Urine is formed by ultrafiltration of plasma across the glomerular capillary wall that has a sieving effect on larger plasma proteins into the ultrafiltrate. The passage of plasma proteins across the glomerular barrier is dependent upon their molecular size, electrical charge and molecular configuration. All molecules greater than 50,000 daltons are retained by the glomerular barrier. Albumin and transferrin with a molecular weight of 65,000 and 80,000 daltons respectively are almost completely retained, only about 0.1 % of each ultrafiltrates. All the plasma proteins with a molecular mass under 50,000 daltons pass through the glomerular wall, but all are reabsorbed by the proximal tubule cells, and are degraded by enzymes in to amino acids which are returned to the blood.

The final filtrate usually contains some traces of albumin and transferrin (under 0.1% of the total proteinemia). Proteins normally present in urine are albumin and transferrin in low quantity. The physiological proteinuria is about 150 mg of protein found in a 24 hour urine collection. Electrophoresis is the best way to detect abnormal proteins in urines, the presence of an abnormal band (for example a band in the position of the transferrin) requires confirmatory identification (Bence-Jones immunofixation).
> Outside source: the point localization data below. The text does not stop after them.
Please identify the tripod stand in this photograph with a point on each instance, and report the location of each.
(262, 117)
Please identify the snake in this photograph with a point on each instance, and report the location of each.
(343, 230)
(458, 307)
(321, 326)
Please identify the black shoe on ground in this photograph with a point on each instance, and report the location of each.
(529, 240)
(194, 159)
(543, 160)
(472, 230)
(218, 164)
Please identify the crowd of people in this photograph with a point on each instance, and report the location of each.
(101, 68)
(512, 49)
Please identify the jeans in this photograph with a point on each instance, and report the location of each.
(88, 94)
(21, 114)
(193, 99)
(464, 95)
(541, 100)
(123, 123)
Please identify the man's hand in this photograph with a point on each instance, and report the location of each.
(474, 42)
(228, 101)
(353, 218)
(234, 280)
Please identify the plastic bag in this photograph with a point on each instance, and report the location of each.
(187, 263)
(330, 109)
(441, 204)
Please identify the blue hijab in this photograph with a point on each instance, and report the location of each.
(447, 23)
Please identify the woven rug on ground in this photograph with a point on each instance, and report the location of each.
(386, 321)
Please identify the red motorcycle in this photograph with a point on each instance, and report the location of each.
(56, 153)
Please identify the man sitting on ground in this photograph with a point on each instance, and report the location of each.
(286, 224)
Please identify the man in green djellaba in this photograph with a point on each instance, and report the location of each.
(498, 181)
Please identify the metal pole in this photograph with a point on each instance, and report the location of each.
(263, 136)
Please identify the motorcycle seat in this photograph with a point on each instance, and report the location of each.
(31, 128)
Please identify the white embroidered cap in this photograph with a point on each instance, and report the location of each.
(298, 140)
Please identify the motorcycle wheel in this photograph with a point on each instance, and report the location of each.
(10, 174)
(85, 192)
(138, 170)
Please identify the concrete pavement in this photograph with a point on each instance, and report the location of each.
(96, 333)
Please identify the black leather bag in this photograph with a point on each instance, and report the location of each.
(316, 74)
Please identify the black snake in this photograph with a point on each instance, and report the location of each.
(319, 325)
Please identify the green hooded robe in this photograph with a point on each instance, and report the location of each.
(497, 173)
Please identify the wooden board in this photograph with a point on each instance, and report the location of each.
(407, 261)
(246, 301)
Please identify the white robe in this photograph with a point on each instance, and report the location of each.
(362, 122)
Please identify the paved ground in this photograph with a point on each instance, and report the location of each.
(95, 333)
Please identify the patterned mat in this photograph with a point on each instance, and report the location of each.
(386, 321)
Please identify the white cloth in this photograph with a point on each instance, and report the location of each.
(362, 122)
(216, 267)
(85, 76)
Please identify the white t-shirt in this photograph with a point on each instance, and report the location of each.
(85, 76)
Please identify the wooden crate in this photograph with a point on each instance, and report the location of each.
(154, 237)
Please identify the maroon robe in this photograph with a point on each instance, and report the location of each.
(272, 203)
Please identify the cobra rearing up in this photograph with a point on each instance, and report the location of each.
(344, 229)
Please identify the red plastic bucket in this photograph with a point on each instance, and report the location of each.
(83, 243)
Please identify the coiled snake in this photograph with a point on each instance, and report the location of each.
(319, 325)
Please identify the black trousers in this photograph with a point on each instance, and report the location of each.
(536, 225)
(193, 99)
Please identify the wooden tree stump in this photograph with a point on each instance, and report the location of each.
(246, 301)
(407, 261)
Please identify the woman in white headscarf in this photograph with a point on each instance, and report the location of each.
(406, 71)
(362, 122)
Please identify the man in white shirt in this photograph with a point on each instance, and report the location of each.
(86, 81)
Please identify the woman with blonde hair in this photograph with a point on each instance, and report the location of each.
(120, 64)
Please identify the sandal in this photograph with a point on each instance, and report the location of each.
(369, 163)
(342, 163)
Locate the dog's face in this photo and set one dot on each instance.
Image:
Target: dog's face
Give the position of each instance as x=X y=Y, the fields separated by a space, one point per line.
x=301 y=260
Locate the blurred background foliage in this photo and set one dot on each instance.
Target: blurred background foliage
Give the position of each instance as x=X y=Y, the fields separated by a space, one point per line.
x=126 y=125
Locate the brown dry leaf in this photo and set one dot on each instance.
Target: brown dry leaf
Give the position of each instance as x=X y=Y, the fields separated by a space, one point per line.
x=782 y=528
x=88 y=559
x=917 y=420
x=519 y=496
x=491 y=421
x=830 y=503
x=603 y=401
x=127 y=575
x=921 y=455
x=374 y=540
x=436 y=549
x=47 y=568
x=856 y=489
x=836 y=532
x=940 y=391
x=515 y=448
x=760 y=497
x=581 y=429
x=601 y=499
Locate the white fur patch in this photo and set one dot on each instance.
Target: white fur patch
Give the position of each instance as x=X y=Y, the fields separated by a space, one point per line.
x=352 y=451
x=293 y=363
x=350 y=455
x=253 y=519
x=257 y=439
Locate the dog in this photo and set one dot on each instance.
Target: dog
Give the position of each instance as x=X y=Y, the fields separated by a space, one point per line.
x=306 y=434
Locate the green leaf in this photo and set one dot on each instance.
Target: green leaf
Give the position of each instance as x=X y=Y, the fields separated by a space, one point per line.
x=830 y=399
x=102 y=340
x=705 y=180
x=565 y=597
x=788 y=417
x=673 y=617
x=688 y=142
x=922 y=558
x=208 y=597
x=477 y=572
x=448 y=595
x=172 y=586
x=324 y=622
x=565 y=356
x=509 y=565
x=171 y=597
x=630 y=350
The presence of proteins in the 1 and 2 zones, requires further investigation (micro-proteins etc). Abnormal proteins in urine can be present even with a normal level of proteinuria. Immediate analysis of fresh urine is recommended, some proteins can denature in alkaline or in acid urine (for example, ß۲ microglobulin is denaturated at a pH under 5.5, while Retinol Binding Protein (RBP) is denaturated at alkaline pH.